Student safety on- and off-campus continues to be a major concern for Eastern Michigan University officials.
EMU President Susan Martin, along with EMU Police Chief Bob Heighes and Ypsilanti’s Interim Police Chief Tony DeGiusti, attended a series of public forums being held around campus last week to discuss safety issues with students.
“There are lots of things we can do to improve safety, and we’ll be taking a look at other campuses to see what best practices are,” Martin said at one of the forums.
Safety became a major concern for the EMU community three weeks ago after a series of crimes occurred on and around campus over the span of one weekend that included the death of EMU student Demarius Reed, who was found shot to death in front of his off-campus apartment at University Green, two off-campus assaults against students and two sexual assaults against students on campus.
Since then, EMU has expanded its police presence in the area just north of campus, and law enforcement officers from EMU’s police department as well as the Ypsilanti Police Department and Washtenaw County Sheriff’s Department have begun going on joint patrols in the area.
“We want students to feel safe if they’re walking to campus,” said Martin, adding the crimes were an unfortunate series of events, but were a statistical outlier and are not reflective of the typical experience at EMU.
According to Chief Heighes, a mix of five police officers have been assigned to patrol the area at all times.
“It’s about being visible out there,” Heighes said. “So we’ve increased our presence up there.”
Besides increasing the police presence in the area, Martin said they were looking at other possibilities to improve safety.
“We’re going to take a look at what initiatives we can do and what some of the landlords can do as well to provide shuttles to campus,” Martin said.
Martin has also suggested increasing the number of security cameras at off-campus apartment complexes and other areas that could help improve safety.

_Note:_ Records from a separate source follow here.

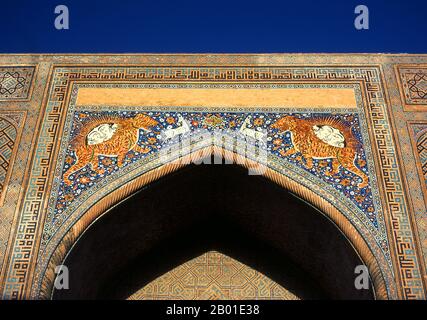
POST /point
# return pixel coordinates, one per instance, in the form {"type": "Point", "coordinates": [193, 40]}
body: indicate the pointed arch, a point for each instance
{"type": "Point", "coordinates": [381, 283]}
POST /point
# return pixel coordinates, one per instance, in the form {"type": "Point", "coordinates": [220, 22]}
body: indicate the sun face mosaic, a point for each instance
{"type": "Point", "coordinates": [328, 146]}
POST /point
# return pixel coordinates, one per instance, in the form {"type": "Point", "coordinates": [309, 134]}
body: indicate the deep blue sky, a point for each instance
{"type": "Point", "coordinates": [27, 26]}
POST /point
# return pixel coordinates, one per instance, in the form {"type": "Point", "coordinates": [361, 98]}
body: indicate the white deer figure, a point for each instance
{"type": "Point", "coordinates": [255, 134]}
{"type": "Point", "coordinates": [183, 127]}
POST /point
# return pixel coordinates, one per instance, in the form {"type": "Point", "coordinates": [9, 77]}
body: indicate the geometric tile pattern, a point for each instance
{"type": "Point", "coordinates": [15, 82]}
{"type": "Point", "coordinates": [8, 134]}
{"type": "Point", "coordinates": [422, 152]}
{"type": "Point", "coordinates": [213, 276]}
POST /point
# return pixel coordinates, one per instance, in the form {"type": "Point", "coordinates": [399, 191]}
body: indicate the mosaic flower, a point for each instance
{"type": "Point", "coordinates": [170, 120]}
{"type": "Point", "coordinates": [213, 121]}
{"type": "Point", "coordinates": [107, 162]}
{"type": "Point", "coordinates": [258, 121]}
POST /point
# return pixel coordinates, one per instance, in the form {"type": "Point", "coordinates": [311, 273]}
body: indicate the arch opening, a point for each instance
{"type": "Point", "coordinates": [208, 207]}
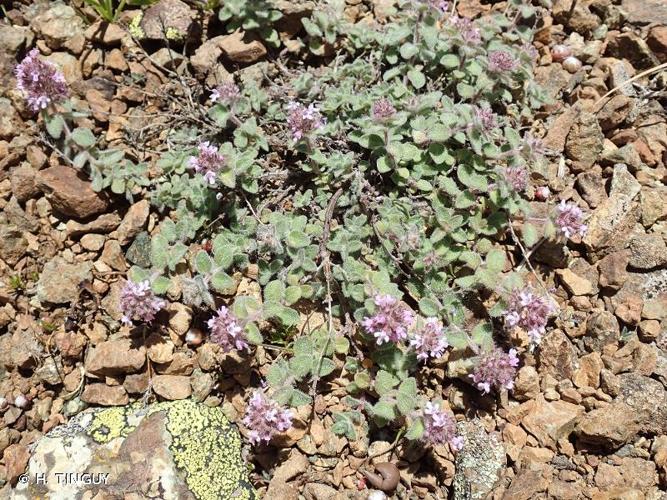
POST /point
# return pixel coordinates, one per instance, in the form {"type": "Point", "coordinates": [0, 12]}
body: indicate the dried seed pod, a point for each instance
{"type": "Point", "coordinates": [572, 64]}
{"type": "Point", "coordinates": [560, 52]}
{"type": "Point", "coordinates": [388, 477]}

“Cameras are forever, and they do deter and solve crimes,” Martin said. “It’s important that we have a conversation about cameras because they have made a huge difference on our campus and can make a huge difference in our community. That’s something we’re going to be taking a serious look at.”
Martin, Heighes and other college officials attended seven public forums around campus last week. Student attendance was low at several of the events, but Martin said they were getting a good response from students and staff.
“Overall I would say the campus is calm and positive and coming together to move forward to have a safe learning environment where students live,” Martin said.
As of Wednesday, no additional safety forums had been scheduled, but Martin said the university would continue to improve student safety, and that they would “try to make ourselves accessible as need be.”